Example 1: Stop a routing session

This command stops the session for the peer named Tenant18. This command specifies the Force parameter, so the command does not prompt you for confirmation.


PS C:\> Stop-BgpPeer -Name "Tenant18" -Force

Example 2: Stop all sessions

This command gets all the peers by using the Get-BgpPeer cmdlet, and then passes them to the current cmdlet by using the pipeline operator. The command stops the sessions for all the peers.

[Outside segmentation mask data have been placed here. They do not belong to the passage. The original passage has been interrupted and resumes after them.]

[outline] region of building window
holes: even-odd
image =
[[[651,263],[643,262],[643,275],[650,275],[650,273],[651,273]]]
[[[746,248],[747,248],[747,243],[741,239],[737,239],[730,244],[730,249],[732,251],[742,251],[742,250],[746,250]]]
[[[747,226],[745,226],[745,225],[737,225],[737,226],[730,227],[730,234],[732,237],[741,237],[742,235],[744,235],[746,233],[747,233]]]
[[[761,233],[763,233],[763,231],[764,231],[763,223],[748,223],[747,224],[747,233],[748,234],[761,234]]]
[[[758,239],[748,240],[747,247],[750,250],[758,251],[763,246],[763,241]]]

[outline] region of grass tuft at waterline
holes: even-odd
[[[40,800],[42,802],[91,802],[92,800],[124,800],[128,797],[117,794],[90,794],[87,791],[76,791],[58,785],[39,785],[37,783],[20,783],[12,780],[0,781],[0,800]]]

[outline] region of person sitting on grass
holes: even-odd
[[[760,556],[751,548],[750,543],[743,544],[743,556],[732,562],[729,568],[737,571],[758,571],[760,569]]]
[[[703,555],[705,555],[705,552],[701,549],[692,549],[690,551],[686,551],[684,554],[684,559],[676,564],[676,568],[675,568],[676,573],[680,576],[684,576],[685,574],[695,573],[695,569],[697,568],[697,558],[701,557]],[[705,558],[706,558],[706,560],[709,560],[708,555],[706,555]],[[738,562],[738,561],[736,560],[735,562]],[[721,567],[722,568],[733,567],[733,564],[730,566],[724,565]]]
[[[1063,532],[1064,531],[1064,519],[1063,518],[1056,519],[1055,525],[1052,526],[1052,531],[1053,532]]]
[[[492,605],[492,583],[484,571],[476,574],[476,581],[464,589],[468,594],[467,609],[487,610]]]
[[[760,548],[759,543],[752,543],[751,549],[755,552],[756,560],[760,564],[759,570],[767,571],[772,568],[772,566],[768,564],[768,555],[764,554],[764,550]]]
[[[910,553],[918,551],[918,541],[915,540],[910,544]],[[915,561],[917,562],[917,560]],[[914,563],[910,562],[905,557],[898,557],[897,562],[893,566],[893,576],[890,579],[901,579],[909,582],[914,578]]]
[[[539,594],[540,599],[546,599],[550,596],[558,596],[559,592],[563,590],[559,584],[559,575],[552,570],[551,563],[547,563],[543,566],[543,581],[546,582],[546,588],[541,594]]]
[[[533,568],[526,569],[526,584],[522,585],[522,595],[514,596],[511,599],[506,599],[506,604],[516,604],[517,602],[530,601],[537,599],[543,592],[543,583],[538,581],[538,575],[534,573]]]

This command does not specify the Force parameter, so it prompts the user for confirmation of each session to stop.


PS C:\> Get-BgpPeer | Stop-BgpPeer
Confirm
BGP peering session could be active for peer Tenant18. Do you want to stop the peering?
[Y] Yes [N] No [S] Suspend [?] Help (default is "Y"):Y

Example 3: Stop a routing session in a multitenant evironment

This command stops the routing session for the peer named Tenant22 in the specified routing domain of a multitenant environment.


PS C:\> Stop-BgpPeer -Name "TenantSite22" -RoutingDomain "Rd001"
Confirm
BGP peering session could be active for peer TenantSite22 of routing domain Rd001. Do you want to stop the peering?